Caribbean community gears up for Carnival

Yawu Miller

Sheyenne Hazell sang in front of tens of thousands of people in her native Trinidad and Tobago when she won the Junior Calypso Monarch competition in 2003 and 2004.

On Sunday at this year’s Kiddie Carnival, when the eleven-year-old sang in front of several hundred people in white stadium, the crowd was decidedly smaller, but the feeling of carnival was every bit as real.

“I like seeing the dancing and the costumes,” she said. “To see everyone having so much fun.”

Bands of young revelers dressed in brilliant sequinned outfits queued up on the track at White Stadium, before launching down the straightaway in front of a three-woman panel of judges imported from Trinidad. Forty-plus members of the Branches steel pan orchestra filled the football stadium with the sounds of carnival under the baking August sun.
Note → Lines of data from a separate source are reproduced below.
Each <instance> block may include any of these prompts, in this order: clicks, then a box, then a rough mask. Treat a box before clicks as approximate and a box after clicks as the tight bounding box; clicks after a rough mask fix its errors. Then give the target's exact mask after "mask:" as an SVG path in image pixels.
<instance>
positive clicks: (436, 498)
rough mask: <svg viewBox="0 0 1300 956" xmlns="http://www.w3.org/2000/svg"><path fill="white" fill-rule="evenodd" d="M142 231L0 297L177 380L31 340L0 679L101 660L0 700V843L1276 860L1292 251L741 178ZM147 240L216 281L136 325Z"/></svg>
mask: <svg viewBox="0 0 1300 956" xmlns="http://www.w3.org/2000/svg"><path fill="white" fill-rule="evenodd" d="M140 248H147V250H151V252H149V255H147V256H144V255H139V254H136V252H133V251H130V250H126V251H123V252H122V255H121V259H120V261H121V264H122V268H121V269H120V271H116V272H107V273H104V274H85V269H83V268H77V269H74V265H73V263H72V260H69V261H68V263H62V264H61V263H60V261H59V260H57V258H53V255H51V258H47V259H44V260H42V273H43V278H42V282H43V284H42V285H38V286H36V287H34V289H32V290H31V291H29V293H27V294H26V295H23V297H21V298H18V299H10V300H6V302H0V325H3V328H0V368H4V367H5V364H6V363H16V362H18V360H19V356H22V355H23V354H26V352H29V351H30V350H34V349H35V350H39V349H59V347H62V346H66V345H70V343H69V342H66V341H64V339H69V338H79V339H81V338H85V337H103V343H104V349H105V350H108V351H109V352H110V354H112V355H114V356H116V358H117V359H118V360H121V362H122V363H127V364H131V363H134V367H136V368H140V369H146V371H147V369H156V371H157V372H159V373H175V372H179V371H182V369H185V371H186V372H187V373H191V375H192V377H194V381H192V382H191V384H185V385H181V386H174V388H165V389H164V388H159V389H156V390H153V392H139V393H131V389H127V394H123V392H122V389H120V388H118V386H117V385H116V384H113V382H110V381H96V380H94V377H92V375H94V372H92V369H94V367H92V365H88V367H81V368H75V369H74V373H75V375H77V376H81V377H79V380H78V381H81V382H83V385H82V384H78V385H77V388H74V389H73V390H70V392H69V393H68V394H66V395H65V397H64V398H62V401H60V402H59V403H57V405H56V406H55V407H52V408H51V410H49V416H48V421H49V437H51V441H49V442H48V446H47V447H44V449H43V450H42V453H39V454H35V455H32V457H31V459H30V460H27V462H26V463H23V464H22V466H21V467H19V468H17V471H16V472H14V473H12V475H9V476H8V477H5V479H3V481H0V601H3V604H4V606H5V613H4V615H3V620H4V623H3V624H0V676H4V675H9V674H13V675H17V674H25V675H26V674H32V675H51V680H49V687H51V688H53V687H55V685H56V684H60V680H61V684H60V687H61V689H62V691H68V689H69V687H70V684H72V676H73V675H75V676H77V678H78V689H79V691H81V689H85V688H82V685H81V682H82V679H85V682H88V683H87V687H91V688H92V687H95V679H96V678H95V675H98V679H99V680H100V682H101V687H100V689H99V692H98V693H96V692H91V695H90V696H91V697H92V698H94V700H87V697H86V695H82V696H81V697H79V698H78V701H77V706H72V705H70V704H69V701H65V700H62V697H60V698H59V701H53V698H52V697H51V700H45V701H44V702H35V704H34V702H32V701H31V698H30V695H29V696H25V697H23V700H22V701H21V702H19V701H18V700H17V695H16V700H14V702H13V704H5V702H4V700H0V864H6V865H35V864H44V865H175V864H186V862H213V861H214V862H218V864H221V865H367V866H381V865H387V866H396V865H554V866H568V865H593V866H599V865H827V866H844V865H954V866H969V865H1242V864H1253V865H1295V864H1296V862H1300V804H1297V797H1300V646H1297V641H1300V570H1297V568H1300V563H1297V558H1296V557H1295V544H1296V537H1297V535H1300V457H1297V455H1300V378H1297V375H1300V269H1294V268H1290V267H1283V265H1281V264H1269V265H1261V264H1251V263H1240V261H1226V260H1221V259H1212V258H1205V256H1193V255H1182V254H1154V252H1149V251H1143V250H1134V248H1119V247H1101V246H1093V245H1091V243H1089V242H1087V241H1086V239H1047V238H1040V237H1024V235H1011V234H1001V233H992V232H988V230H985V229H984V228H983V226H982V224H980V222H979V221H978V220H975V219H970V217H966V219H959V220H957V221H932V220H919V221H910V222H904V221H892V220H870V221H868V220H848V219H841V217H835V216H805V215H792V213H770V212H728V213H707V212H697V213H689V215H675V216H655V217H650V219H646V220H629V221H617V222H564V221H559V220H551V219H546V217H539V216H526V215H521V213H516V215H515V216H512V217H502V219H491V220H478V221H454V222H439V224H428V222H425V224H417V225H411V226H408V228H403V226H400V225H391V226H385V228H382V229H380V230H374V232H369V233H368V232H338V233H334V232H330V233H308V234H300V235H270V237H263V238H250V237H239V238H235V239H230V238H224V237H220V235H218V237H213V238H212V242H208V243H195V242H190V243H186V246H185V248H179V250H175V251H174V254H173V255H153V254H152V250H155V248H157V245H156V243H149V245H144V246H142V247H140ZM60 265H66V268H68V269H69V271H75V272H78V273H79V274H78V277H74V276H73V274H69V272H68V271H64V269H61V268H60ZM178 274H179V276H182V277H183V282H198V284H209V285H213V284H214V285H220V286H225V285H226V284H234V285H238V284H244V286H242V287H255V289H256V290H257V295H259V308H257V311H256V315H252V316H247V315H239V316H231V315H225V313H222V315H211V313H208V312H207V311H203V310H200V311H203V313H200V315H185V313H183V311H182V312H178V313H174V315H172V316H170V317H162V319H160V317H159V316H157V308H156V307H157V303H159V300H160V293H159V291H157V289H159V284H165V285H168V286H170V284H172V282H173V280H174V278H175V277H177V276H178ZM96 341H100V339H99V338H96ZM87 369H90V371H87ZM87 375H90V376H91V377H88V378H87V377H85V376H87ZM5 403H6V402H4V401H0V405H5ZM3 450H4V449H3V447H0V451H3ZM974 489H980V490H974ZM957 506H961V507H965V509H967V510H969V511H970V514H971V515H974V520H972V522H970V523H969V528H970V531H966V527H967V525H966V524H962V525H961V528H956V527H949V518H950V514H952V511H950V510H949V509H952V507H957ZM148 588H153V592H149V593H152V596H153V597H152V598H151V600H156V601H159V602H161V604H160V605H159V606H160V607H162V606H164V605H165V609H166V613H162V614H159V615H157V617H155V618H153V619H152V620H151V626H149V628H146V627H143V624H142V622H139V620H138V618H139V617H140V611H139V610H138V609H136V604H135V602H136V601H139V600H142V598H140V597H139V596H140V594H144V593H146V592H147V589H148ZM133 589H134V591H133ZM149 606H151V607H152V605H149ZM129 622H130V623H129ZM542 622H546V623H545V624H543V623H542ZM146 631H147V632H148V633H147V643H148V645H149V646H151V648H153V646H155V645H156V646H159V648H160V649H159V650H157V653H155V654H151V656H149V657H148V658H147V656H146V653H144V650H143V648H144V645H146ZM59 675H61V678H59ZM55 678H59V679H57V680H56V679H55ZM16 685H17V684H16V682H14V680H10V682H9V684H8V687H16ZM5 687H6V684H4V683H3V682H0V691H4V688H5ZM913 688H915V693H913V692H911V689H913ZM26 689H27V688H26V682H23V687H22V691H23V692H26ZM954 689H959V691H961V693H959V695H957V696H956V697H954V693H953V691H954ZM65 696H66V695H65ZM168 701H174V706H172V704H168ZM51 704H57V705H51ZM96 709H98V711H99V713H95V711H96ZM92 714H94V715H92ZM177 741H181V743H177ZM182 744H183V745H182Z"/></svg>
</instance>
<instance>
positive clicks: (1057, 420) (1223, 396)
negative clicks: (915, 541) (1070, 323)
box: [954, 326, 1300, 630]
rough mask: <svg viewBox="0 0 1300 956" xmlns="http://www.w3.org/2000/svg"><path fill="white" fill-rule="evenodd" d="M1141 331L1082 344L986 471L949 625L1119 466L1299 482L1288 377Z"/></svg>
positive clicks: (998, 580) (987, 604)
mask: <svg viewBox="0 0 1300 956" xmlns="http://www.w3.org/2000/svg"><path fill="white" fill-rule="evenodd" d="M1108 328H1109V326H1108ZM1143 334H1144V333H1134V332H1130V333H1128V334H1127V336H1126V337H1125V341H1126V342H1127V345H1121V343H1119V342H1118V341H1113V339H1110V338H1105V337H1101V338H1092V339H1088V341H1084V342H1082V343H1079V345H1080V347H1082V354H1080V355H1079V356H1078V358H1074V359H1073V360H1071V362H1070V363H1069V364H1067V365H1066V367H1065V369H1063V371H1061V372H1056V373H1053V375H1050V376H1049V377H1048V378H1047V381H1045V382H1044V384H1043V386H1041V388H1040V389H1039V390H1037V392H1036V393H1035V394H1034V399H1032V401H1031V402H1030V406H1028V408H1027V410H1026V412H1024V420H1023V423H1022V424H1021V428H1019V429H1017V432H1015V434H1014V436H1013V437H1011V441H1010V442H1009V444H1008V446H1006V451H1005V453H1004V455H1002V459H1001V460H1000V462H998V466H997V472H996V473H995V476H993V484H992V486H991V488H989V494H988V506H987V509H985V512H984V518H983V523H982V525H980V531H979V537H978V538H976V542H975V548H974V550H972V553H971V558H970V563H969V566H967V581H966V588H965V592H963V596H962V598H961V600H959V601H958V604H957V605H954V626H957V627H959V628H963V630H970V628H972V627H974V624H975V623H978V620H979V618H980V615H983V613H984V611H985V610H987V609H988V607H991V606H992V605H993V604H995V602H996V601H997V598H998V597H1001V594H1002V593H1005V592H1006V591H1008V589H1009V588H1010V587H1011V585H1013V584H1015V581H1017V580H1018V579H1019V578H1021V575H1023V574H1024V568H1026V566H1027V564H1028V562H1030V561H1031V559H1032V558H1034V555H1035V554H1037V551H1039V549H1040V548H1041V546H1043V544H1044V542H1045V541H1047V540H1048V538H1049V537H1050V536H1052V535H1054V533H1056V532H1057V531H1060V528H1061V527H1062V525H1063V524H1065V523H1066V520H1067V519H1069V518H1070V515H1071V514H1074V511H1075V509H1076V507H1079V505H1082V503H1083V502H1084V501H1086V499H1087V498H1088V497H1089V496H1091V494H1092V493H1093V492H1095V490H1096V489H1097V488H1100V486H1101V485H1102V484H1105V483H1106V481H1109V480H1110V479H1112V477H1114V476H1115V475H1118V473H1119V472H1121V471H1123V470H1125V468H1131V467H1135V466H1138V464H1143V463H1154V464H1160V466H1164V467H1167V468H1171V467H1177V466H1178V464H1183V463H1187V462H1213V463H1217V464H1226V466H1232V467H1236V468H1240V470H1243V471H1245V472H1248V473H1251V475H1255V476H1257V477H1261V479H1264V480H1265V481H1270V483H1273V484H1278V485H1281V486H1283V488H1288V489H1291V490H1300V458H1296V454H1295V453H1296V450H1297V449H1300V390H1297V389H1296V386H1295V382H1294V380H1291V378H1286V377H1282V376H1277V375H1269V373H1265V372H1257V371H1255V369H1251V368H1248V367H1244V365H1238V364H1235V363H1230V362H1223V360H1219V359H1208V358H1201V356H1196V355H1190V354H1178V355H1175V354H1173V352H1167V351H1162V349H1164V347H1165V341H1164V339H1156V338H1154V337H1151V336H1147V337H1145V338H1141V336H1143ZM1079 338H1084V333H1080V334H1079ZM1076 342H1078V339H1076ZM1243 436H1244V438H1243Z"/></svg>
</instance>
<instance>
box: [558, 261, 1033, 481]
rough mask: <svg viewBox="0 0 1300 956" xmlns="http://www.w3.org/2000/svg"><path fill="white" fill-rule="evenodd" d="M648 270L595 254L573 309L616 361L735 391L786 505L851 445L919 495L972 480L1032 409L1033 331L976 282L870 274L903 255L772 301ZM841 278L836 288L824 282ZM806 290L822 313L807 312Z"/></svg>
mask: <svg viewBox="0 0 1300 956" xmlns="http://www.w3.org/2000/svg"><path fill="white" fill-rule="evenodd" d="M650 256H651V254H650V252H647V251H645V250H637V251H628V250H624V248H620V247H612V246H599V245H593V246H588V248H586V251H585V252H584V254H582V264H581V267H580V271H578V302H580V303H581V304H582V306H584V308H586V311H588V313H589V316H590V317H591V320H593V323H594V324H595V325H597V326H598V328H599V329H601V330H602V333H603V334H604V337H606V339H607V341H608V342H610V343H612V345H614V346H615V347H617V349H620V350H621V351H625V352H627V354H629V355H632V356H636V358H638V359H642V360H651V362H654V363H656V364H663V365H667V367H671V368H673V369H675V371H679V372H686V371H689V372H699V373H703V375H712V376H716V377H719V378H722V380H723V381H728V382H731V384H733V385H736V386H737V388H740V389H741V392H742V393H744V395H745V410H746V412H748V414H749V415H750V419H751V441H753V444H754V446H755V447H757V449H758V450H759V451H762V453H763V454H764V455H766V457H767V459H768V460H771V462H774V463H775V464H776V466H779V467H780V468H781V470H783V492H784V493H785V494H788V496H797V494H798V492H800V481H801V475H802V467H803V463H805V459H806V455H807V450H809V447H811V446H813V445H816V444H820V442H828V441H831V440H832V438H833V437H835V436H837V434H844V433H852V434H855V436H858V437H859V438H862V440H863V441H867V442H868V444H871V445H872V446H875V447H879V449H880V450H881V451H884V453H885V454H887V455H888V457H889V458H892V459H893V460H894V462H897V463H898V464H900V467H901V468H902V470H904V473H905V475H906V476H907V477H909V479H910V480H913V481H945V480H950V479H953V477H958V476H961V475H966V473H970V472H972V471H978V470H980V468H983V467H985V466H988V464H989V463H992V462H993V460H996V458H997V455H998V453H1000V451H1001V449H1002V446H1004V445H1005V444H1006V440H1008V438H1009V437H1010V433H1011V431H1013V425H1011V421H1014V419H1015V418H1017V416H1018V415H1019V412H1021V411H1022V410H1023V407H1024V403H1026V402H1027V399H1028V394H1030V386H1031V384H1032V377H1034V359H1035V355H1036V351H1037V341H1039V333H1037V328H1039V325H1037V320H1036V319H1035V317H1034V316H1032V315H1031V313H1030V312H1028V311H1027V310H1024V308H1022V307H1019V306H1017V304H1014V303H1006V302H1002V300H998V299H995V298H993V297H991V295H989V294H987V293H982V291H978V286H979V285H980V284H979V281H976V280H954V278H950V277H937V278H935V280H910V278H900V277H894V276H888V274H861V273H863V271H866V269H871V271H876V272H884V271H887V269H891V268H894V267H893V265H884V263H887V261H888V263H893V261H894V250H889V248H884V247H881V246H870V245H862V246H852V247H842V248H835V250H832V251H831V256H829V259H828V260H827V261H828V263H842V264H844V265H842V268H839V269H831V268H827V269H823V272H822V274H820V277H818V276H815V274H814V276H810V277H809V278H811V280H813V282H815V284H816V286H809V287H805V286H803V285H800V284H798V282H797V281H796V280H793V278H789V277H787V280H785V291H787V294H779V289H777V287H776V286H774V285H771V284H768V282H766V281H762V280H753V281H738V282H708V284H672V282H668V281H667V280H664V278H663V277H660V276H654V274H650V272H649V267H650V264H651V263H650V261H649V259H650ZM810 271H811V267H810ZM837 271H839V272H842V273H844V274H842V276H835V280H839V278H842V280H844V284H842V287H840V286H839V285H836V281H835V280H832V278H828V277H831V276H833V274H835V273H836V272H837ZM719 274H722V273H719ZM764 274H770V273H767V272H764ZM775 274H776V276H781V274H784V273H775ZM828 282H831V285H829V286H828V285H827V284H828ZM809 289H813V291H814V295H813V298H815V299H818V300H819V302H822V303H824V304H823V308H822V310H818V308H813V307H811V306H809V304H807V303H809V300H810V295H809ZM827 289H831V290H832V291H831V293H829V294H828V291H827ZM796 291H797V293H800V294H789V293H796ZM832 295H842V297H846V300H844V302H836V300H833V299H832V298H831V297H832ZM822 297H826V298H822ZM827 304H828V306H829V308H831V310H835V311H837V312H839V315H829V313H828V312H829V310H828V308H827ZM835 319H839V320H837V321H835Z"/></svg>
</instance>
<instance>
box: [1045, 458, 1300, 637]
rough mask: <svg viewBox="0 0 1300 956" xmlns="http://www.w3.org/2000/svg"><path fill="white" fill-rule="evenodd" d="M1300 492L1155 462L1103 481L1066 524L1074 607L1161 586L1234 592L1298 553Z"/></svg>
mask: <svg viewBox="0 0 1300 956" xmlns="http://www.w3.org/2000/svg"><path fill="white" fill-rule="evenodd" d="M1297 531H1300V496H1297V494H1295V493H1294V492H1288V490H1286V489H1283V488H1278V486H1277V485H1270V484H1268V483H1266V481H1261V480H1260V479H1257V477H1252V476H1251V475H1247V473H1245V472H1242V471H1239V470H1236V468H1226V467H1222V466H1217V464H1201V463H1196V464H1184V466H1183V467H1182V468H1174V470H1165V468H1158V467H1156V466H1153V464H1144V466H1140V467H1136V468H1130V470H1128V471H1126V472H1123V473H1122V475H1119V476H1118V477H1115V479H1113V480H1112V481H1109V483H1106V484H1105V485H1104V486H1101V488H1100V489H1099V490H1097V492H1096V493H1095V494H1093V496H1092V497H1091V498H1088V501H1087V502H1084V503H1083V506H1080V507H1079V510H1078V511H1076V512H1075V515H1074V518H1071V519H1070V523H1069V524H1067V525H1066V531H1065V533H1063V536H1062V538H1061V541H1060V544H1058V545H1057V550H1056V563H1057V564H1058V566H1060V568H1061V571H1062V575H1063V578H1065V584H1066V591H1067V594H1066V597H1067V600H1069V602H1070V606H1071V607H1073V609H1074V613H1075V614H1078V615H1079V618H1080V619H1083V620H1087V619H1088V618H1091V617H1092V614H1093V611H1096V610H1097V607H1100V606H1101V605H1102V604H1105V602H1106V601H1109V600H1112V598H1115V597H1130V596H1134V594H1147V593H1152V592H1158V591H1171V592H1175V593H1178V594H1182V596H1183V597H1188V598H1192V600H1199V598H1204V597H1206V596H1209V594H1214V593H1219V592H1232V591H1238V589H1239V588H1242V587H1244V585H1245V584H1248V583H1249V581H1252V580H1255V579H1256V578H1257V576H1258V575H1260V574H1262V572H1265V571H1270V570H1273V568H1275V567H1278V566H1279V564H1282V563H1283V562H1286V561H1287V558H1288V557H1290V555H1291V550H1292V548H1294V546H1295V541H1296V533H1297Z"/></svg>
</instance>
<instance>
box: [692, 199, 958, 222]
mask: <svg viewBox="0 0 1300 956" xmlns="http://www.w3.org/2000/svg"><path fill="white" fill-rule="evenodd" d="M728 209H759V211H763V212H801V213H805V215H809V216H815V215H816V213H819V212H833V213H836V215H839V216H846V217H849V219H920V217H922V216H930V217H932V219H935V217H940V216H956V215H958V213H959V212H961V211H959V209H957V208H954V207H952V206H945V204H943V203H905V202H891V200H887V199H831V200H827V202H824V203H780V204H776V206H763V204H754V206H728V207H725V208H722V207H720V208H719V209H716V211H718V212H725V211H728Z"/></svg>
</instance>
When it was Hazell’s turn to shine, she sang calypsos and socas that featured the traditional satirical themes of carnival music, including “Reality T.V.:

“Look how fat Anna Nicole, that famous gold-digger come thin like a bean pole, slimming on Trim Spa.”

“Reality T.V. is not really reality,” Hazel, said, explaining the satirical bite of the Calypso.

Kiddie Carnival is the kick-off event for Boston’s Caribbean Carnival, one of the major carnivals in the North American circuit, which also include festivals in New York and Toronto. Tonight at the Reggie Lewis Track, the competition for king and queen of Carnival will be held. The event will include a performance by Trinidadian calypso singer The Mighty Shadow.

“King and Queen will be much bigger this year than last year,” said Carnival organizer Shirley Shillingford. “There are a lot more participants and there’s a lot of interest in the Shadow.”

Missing from this year’s schedule of celebrations will be the panorama, the traditional steel pan competition. But the only band to sign up for the event — Branches — will perform during the carnival Saturday.

Carnival officially starts at the crack of dawn, Saturday at 5:30 a.m. with the traditional J’ouvert celebration. A diehard group of revelers will meet at the corner of Blue Hill Avenue and Morton Street before marching up to Franklin Park.

Carnival proper begins at 1:00 p.m. (keeping in mind the Caribbean propensity for late starts). Devotees of the Boston Carnival will hear strains of carnival music, including the perennial favorite “Take a jump, take a jump, take a jump back now, it’s carnivaaaaal,” by the Antiguan band Square One.

The bands participating in carnival — including TnT, D’Midas International, the Engine Room Society and other perennial favorites — will make their way along the nearly mile-long parade route from Martin Luther King Boulevard to the judging stand at the corner of Seaver Street and Blue Hill Ave. where the trio of Trini judges will decide on the best band.

Although by then the judges will have already selected the king and queen and junior winners of carnival, the competition for best band is saved for last, when the dancers in the bands are in full array. They are judged on their dancing and their costumes, many of which take months and many thousands of sequins to prepare.

After the judging stand, the bands complete the parade route, marching up to the main entrance of Franklin Park where vendors await hawking everything from traditional West Indian food to arts and crafts and bootleg reggae CDs.